Merusak Ekologi, Komisi VII DPR Minta Kajian Ulang Izin Tambang Nikel di Raja Ampat
Choirul Arifin June 07, 2025 03:31 AM

 

TRIBUNNEWS.COM, JAKARTA - Wakil Ketua Komisi VII DPR RI Chusnunia Chalim meminta Pemerintah mengkaji ulang izin tambang nikel di Raja Ampat, Papua Barat Daya.

Menurut Chusnunia, keberadaan tambang di wilayah tersebur perlu menjadi perhatian serius pemerintah mengingat Raja Ampat merupakan destinasi wisata super prioritas dan merupakan kawasan konservasi laut.

“Mengenai izin pertambangan nikel di sekitar wilayah destinasi super prioritas, di mana destinasinya mengangkat keindahan alam dan khususnya terumbu karang, ini hal yang harus dikaji kembali,” kata Chusnunia kepada wartawan, Jumat (6/6/2025).

Legislator PKB itu juga menyoroti ancaman ekologis yang ditimbulkan oleh jalur logistik tambang, terutama aktivitas perlintasan dari lokasi pertambangan ke fasilitas pengolahan (smelter) yang kerap melintasi atau berdekatan dengan kawasan perairan yang sensitif terhadap aneka cemaran.

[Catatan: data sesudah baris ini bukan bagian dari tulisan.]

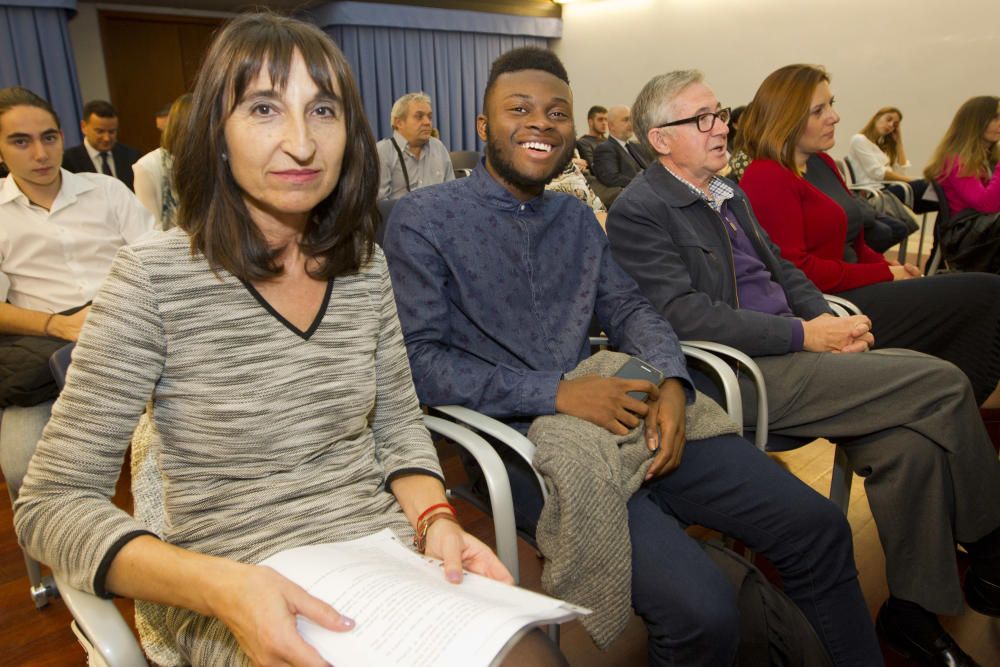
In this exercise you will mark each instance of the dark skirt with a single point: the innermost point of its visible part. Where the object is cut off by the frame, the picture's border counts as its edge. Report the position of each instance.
(954, 316)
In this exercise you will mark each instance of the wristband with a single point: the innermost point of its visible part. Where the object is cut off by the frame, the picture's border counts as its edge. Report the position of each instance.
(437, 506)
(420, 538)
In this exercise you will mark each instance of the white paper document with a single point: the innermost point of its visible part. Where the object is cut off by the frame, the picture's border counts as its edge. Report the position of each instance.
(407, 614)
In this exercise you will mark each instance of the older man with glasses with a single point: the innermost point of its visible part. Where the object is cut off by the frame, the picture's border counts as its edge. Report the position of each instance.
(908, 421)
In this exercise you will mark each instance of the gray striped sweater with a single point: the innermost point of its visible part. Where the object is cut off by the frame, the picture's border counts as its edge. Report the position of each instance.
(271, 438)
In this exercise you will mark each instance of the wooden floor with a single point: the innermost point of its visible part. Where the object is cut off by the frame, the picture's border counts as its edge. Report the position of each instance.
(32, 637)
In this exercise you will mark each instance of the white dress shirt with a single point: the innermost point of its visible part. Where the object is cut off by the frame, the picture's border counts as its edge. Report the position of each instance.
(148, 182)
(57, 259)
(869, 161)
(95, 157)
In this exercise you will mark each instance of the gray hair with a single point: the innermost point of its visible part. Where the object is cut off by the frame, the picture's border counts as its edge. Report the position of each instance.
(401, 107)
(654, 105)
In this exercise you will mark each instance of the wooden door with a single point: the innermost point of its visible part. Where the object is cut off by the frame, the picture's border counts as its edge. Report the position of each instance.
(151, 59)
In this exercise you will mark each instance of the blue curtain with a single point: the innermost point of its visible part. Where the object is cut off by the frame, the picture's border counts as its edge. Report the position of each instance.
(35, 52)
(395, 49)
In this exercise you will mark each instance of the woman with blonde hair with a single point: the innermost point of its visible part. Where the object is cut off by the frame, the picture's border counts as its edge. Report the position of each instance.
(877, 154)
(803, 204)
(966, 161)
(154, 171)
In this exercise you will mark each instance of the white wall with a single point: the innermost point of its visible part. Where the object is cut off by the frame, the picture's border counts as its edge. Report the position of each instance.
(85, 34)
(925, 57)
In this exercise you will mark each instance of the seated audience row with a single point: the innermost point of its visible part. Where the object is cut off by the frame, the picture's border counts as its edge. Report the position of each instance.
(221, 324)
(59, 235)
(908, 421)
(801, 201)
(100, 151)
(483, 324)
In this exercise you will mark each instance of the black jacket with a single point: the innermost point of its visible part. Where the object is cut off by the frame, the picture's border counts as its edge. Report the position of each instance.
(77, 160)
(613, 166)
(676, 247)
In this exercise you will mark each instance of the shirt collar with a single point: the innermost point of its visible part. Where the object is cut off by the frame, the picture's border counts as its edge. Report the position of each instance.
(489, 189)
(91, 151)
(72, 185)
(721, 192)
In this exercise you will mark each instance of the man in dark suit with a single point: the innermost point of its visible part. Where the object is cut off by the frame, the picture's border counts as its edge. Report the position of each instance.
(597, 130)
(618, 160)
(100, 151)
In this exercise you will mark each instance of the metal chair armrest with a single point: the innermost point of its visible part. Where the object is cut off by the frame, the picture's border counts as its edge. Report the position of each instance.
(760, 436)
(726, 375)
(842, 306)
(873, 190)
(101, 622)
(494, 428)
(497, 484)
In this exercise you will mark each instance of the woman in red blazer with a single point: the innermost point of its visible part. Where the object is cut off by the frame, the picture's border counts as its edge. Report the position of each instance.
(807, 210)
(802, 201)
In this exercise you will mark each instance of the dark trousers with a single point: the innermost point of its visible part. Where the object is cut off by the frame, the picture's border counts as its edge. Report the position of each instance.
(689, 607)
(912, 430)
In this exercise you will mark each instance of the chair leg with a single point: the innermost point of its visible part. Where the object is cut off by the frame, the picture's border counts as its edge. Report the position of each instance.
(840, 484)
(42, 589)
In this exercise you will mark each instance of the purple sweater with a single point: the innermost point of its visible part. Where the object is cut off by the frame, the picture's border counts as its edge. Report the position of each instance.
(755, 287)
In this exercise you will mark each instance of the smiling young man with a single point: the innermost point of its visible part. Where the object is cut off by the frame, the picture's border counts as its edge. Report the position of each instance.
(411, 158)
(59, 233)
(908, 421)
(497, 281)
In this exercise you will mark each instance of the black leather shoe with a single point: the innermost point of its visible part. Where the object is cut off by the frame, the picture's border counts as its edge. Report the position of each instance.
(940, 651)
(982, 595)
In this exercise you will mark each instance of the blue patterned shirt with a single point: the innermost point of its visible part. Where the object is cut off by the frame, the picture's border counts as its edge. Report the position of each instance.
(496, 296)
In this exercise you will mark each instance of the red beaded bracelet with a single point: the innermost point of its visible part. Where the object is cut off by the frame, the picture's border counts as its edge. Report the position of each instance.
(420, 537)
(437, 506)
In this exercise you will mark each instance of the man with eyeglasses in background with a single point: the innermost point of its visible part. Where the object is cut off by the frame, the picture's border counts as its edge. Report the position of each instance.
(907, 421)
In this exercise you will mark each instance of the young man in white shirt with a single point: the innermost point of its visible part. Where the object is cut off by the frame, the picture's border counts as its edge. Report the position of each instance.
(59, 234)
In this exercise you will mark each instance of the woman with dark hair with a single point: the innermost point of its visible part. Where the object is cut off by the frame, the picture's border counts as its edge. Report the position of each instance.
(801, 200)
(805, 207)
(263, 331)
(877, 155)
(966, 161)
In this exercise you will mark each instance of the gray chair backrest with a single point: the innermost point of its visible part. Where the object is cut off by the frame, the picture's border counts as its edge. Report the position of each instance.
(464, 160)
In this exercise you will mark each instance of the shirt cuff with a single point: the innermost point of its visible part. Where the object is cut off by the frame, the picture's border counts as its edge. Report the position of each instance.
(798, 337)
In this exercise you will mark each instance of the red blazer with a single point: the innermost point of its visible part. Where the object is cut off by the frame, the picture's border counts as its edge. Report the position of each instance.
(810, 228)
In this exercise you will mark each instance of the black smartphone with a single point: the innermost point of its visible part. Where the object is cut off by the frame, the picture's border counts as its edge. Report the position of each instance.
(637, 369)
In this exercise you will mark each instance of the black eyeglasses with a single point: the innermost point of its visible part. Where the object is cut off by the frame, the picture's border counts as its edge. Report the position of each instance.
(705, 121)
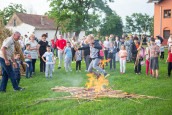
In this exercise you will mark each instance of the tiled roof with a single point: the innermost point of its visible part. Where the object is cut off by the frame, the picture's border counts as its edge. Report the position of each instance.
(35, 20)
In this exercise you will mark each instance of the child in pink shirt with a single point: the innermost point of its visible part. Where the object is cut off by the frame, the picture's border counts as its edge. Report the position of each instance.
(122, 56)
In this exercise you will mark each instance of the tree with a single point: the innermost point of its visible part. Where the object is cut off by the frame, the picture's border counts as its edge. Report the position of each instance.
(138, 23)
(77, 13)
(112, 24)
(10, 10)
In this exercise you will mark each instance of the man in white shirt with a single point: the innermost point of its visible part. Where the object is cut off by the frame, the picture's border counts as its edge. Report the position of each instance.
(6, 60)
(106, 48)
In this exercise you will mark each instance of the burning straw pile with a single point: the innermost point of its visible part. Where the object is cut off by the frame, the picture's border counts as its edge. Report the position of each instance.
(95, 89)
(4, 33)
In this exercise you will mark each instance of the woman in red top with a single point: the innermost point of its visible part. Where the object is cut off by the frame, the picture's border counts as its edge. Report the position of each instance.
(169, 59)
(54, 42)
(61, 44)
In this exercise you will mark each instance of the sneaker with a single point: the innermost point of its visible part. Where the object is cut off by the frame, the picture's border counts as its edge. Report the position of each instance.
(19, 89)
(106, 75)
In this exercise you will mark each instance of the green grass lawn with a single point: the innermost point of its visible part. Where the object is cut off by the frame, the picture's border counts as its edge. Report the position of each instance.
(39, 87)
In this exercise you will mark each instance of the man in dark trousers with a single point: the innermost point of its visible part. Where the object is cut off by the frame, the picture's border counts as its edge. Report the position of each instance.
(7, 62)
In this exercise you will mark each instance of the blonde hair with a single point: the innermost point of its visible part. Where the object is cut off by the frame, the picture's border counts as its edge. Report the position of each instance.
(90, 37)
(123, 46)
(74, 38)
(32, 36)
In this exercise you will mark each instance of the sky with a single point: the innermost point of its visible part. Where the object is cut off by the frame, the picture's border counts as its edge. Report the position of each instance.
(122, 7)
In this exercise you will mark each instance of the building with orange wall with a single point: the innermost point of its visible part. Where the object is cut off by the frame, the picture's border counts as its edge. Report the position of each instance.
(162, 18)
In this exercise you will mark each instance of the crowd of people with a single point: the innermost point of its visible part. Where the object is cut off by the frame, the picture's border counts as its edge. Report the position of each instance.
(89, 50)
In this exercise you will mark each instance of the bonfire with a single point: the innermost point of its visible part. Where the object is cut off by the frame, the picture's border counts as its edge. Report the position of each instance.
(96, 88)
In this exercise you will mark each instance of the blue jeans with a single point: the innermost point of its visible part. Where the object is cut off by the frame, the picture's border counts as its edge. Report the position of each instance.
(113, 60)
(7, 72)
(53, 49)
(94, 64)
(29, 69)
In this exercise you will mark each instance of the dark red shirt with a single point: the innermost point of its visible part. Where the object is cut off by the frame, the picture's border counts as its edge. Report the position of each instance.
(61, 43)
(170, 56)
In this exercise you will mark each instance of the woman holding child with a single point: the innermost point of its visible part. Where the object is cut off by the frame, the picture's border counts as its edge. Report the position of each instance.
(34, 54)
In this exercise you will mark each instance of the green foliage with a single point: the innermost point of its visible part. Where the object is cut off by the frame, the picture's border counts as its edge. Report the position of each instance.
(78, 14)
(38, 87)
(112, 24)
(10, 10)
(138, 23)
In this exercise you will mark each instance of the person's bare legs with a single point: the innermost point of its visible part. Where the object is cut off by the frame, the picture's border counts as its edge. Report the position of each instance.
(157, 73)
(153, 73)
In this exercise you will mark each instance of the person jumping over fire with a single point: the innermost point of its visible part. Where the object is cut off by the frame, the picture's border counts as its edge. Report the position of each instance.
(95, 48)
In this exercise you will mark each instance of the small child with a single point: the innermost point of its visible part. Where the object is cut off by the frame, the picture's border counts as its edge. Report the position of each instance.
(153, 53)
(147, 60)
(161, 52)
(122, 56)
(78, 57)
(17, 70)
(28, 60)
(169, 60)
(49, 61)
(68, 57)
(112, 55)
(54, 62)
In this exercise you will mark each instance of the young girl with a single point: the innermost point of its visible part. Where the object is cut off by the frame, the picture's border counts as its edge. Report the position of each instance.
(49, 61)
(78, 56)
(54, 62)
(147, 60)
(161, 52)
(102, 55)
(28, 60)
(122, 56)
(111, 55)
(169, 60)
(153, 53)
(68, 57)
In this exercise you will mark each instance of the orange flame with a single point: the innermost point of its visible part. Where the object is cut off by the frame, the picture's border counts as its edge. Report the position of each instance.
(97, 84)
(102, 62)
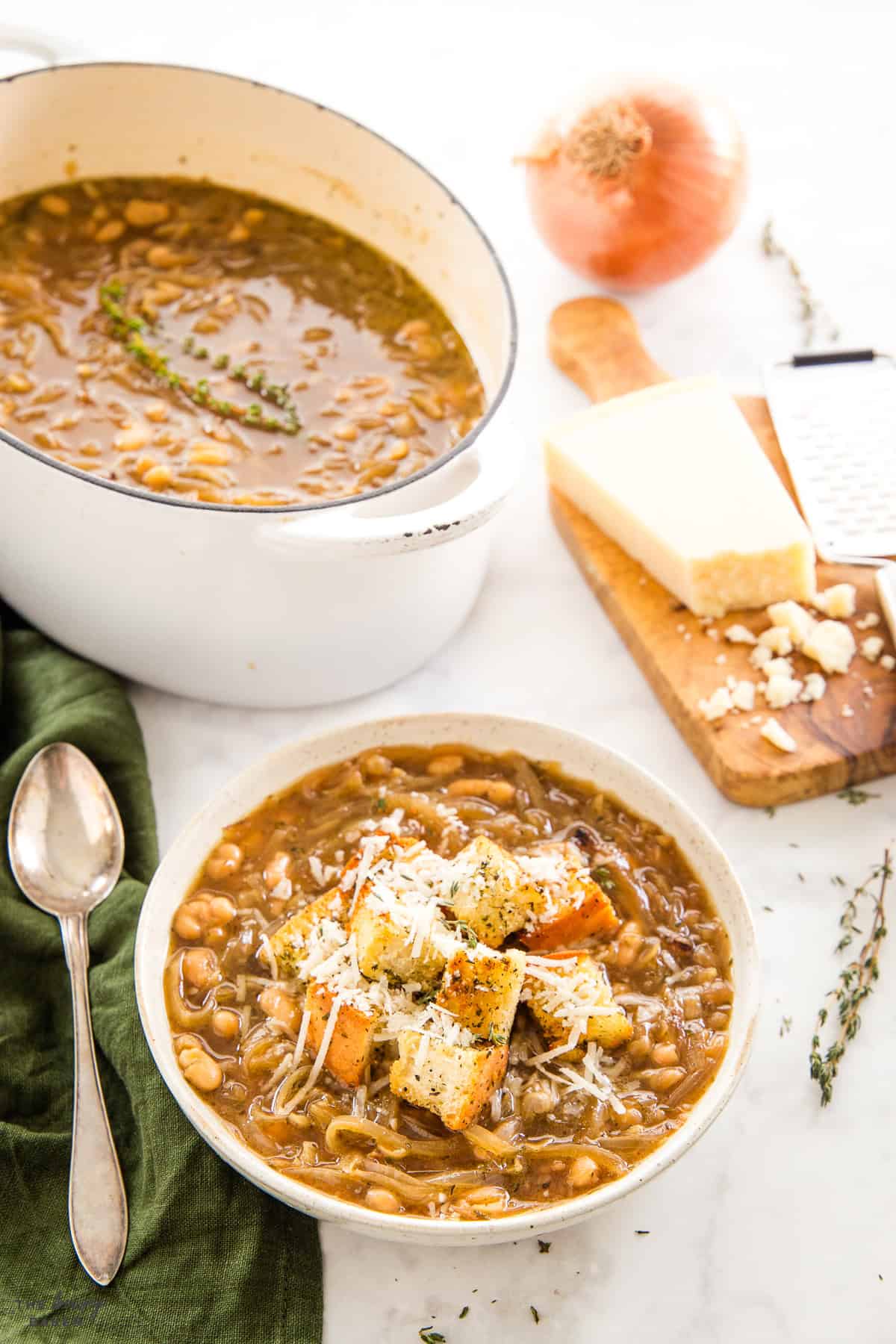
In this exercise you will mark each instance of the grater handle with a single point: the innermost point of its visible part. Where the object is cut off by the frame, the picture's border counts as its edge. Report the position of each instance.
(886, 585)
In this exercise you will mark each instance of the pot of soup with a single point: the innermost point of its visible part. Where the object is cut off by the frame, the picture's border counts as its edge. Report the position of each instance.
(253, 366)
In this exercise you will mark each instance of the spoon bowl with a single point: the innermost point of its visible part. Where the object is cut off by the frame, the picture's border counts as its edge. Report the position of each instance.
(66, 840)
(66, 851)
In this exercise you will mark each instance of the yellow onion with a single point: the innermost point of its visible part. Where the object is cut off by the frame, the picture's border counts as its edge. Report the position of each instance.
(640, 186)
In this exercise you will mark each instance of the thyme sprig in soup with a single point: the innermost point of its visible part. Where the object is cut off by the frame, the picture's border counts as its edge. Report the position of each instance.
(205, 343)
(450, 984)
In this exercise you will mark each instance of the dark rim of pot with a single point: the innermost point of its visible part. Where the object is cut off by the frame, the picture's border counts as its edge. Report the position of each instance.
(134, 492)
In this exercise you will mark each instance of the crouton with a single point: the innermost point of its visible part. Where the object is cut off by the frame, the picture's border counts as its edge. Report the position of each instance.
(290, 940)
(574, 900)
(388, 944)
(481, 989)
(491, 893)
(570, 998)
(352, 1042)
(452, 1081)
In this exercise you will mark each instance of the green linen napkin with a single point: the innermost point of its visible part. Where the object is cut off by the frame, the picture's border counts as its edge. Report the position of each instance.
(208, 1258)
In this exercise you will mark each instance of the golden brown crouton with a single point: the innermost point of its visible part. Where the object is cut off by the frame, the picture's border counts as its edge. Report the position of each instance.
(289, 942)
(481, 988)
(383, 948)
(561, 988)
(575, 903)
(352, 1043)
(452, 1081)
(491, 893)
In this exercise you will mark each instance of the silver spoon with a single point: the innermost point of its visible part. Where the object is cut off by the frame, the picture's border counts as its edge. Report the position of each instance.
(66, 848)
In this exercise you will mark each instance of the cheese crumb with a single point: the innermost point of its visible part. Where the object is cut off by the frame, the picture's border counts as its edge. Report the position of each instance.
(781, 691)
(778, 667)
(761, 656)
(773, 732)
(777, 638)
(718, 705)
(815, 687)
(832, 644)
(794, 618)
(743, 695)
(837, 601)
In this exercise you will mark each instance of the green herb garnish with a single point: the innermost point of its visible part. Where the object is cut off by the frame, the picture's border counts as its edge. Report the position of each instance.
(855, 797)
(128, 331)
(856, 980)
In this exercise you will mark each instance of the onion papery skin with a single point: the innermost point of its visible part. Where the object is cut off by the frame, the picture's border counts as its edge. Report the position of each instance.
(650, 215)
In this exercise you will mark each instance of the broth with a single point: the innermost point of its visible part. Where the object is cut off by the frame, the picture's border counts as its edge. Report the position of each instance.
(203, 343)
(561, 1121)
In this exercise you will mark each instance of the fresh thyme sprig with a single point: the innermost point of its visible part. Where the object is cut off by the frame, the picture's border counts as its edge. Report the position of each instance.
(856, 980)
(810, 308)
(129, 331)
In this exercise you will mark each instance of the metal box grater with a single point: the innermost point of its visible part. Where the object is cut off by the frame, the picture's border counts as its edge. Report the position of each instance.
(836, 421)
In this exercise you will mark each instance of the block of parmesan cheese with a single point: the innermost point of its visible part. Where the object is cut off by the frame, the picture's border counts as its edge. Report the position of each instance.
(675, 475)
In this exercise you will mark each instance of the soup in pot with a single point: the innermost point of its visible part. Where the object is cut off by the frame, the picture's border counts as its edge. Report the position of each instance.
(207, 344)
(449, 984)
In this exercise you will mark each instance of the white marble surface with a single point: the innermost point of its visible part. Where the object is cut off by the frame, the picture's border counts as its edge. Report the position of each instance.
(778, 1228)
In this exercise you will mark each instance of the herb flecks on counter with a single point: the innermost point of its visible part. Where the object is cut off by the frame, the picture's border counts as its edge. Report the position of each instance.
(812, 312)
(128, 329)
(856, 980)
(855, 797)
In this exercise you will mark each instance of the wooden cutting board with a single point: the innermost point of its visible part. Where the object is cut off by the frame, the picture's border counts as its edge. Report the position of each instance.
(597, 343)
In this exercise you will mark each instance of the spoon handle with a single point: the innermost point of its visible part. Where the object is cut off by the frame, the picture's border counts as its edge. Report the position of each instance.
(97, 1204)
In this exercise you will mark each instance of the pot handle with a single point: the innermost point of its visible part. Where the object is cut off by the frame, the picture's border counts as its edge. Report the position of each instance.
(40, 47)
(341, 531)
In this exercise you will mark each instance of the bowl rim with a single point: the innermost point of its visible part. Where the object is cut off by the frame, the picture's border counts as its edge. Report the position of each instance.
(269, 510)
(297, 1195)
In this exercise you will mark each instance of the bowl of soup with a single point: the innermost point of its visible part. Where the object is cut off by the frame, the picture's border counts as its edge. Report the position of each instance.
(253, 367)
(448, 977)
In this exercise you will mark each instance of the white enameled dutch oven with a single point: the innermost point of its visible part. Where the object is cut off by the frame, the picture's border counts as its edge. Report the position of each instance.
(284, 606)
(579, 757)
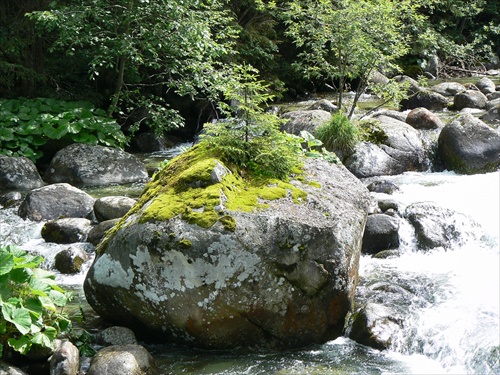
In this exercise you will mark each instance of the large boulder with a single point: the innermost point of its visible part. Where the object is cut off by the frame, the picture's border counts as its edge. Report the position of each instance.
(469, 99)
(18, 173)
(83, 164)
(56, 201)
(308, 120)
(209, 260)
(468, 145)
(401, 150)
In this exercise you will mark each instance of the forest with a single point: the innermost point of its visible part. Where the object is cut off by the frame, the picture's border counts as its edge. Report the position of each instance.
(162, 64)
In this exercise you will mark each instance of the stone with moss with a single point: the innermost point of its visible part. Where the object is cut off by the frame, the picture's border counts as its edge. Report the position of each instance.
(226, 259)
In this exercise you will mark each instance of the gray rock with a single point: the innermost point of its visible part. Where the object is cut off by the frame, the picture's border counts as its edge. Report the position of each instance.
(448, 88)
(65, 360)
(427, 99)
(469, 99)
(439, 227)
(422, 118)
(486, 85)
(123, 359)
(304, 120)
(283, 275)
(468, 145)
(67, 230)
(83, 164)
(70, 260)
(381, 233)
(18, 173)
(98, 231)
(112, 207)
(116, 336)
(56, 201)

Dia mengatakan bahwa dampaknya bisa langsung dirasakan oleh ekosistem laut, termasuk rusaknya terumbu karang yang menjadi daya tarik utama pariwisata dan pusat biodiversitas laut dunia.

“Tambang nikel, khususnya perlintasan jalur dari lokasi tambang ke smelter, menjadi hal yang harus dikaji ulang mengingat hal tersebut dapat menjadi ancaman bagi terumbu karang,” kata dia.

Chusnunia menekankan pentingnya keseimbangan antara pengelolaan sumber daya alam dan perlindungan kawasan konservasi. 

Dia mengajak seluruh pemangku kepentingan melakukan evaluasi terhadap kebijakan pertambangan yang berada dalam radius sensitif ekologi.

"Saya juga mendorong kebijakan yang tidak hanya berorientasi pada pertumbuhan ekonomi, tetapi juga berpihak pada kelestarian lingkungan dan masa depan generasi mendatang," tandas dia.

NGO Greenpeace di akun media sosial X menyebut kawasan Raja Ampat kini sedang berada dalam ancaman industri nikel dan program hilirisasi yang dijalankan pemerintah.

Menteri Energi dan Sumber Daya Mineral (ESDM) Bahlil Lahadalia pun telah memerintahkan penyetopan aktivitas pertambangan selagi menunggu hasil evaluasi keluar.

"Untuk sementara kami hentikan operasinya sampai dengan verifikasi lapangan," kata Bahlil di Kantor Kementerian ESDM, Kamis (5/6/2025).

Bahlil akan mengevaluasi keberadaan tambang-tambang nikel yang ada di Raja Ampat, Papua Barat Daya.

Menurut Bahlil, diperlukan perlakuan khusus untuk pembangunan smelter di Papua karena daerah tersebut merupakan otonomi khusus.

Dia akan memanggil para pemegang Izin Usaha Pertambangan (IUP) nikel di kawasan Raja Ampat agar bisa mengevaluasi aktivitas pertambangan di sana.

"Nanti saya akan evaluasi. Saya ada rapat dengan dirjen saya, saya akan panggil pemilik IUP, mau BUMN atau swasta. Kita memang harus menghargai karena di Papua itu kan ada otonomi khusus sama dengan Aceh. Jadi perlakuannya juga khusus," katanya.

"Ini mungkin saja saya melihat ada kearifan-kearifan lokal yang belum disentuh dengan baik. Jadi saya akan coba untuk melakukan evaluasi," jelas Bahlil.